One aspect of the Standard TV Career we don’t discuss much is the soap opera. Frankly, soap opera acting isn’t much discussed in the column at all, mostly on the grounds of how my only really interest in soap operas (outside a deep and abiding love of Soap) is a brief fondness for General Hospital, I think it was, in junior high, when I was too young to be able to watch it outside of vacation. If your whole career is on soap operas, you’re going to slide under my radar, and if you’re really prominent on them, I’m still not going to have a whole heck of a lot to say.
Now, Constance Towers has not spent her whole career in soap operas. Not even close. For one, she’s done five episodes of Perry Mason, playing the murderer twice, and one of The Rockford Files, and if you have done either of those shows, I’ve seen you. She’s done a lot of the other Standard TV Career shows—Matlock, MacGyver, and Murder, She Wrote, and that’s just for starters. She’s done a ton of musical theatre, playing many of the most prominent roles in the genre. She’s worked under great directors such as John Ford, Samuel Fuller, and even Sidney Poitier. She has a career to be proud of.
But soap opera fans are yelling at me that she did a whopping 151 episodes of General Hospital. Oh, long after I stopped watching—she was a regular from 1997 to 2002 and recurring after that—but still. That is a lot of General Hospital. She was a villain, and apparently quite a popular one. The character was originally played by Elizabeth Taylor, of all people, and Towers had quite the shoes to fill. From what I’ve read, she did so ably, and more power to her. Her plotlines sound absolutely bonkers even by soap opera standards; her character’s late husband had a weather machine and a plot to freeze the world.
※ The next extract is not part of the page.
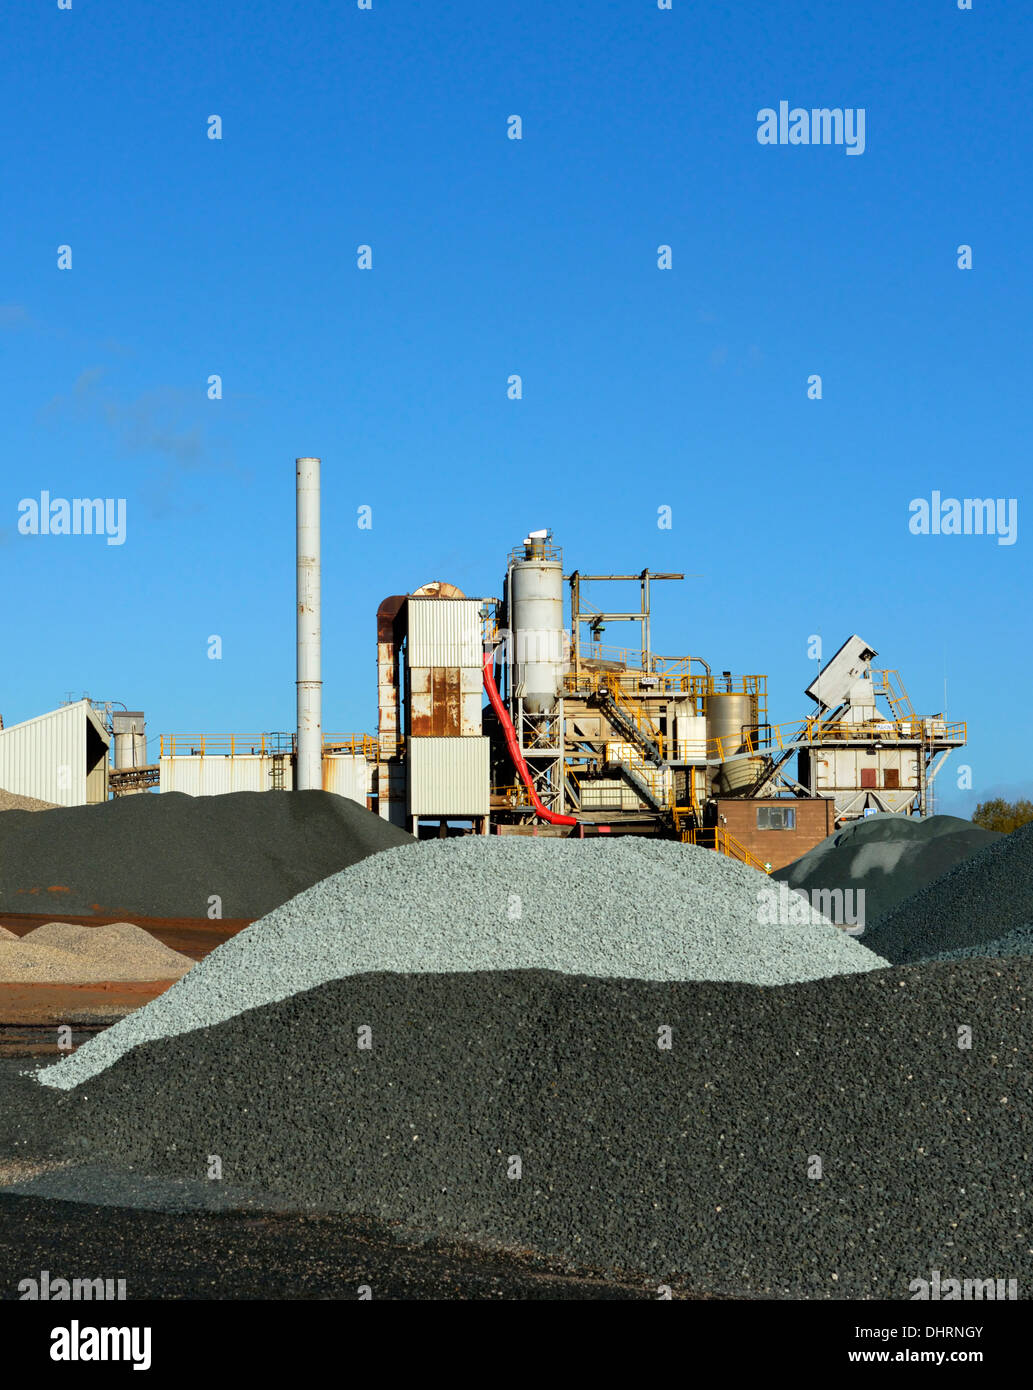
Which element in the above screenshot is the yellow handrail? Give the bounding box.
[656,716,968,767]
[603,672,664,746]
[682,826,771,874]
[158,733,380,759]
Now, though I definitely do not like watching soap operas, I do nonetheless have a great deal of respect for the work that goes into them. They are in my opinion the most exhausting form of acting possible. Even more so than live theatre, because you’re having to learn a new script every single day. You don’t know how much you’re going to have to do the next day. You don’t know where your story is going—how can you possibly know where your story is going when your story might involve something like a plot to freeze the world? It’s hard work.
I personally have seen perhaps a dozen hours of her career tops, and that’s a tiny fraction. I know that. As I’ve repeatedly said, it’s simply not possible to keep up this column’s production schedule and become really familiar with anyone’s career the way they properly deserve for more than a surface-level examination. So, yes, Constance Towers is getting the surface-level treatment, and perhaps it’s not fair to her to be in the same weekend as someone whose career I know considerably better. Still, we do understand the importance of these people to our entertainment landscape even when we don’t know them, right?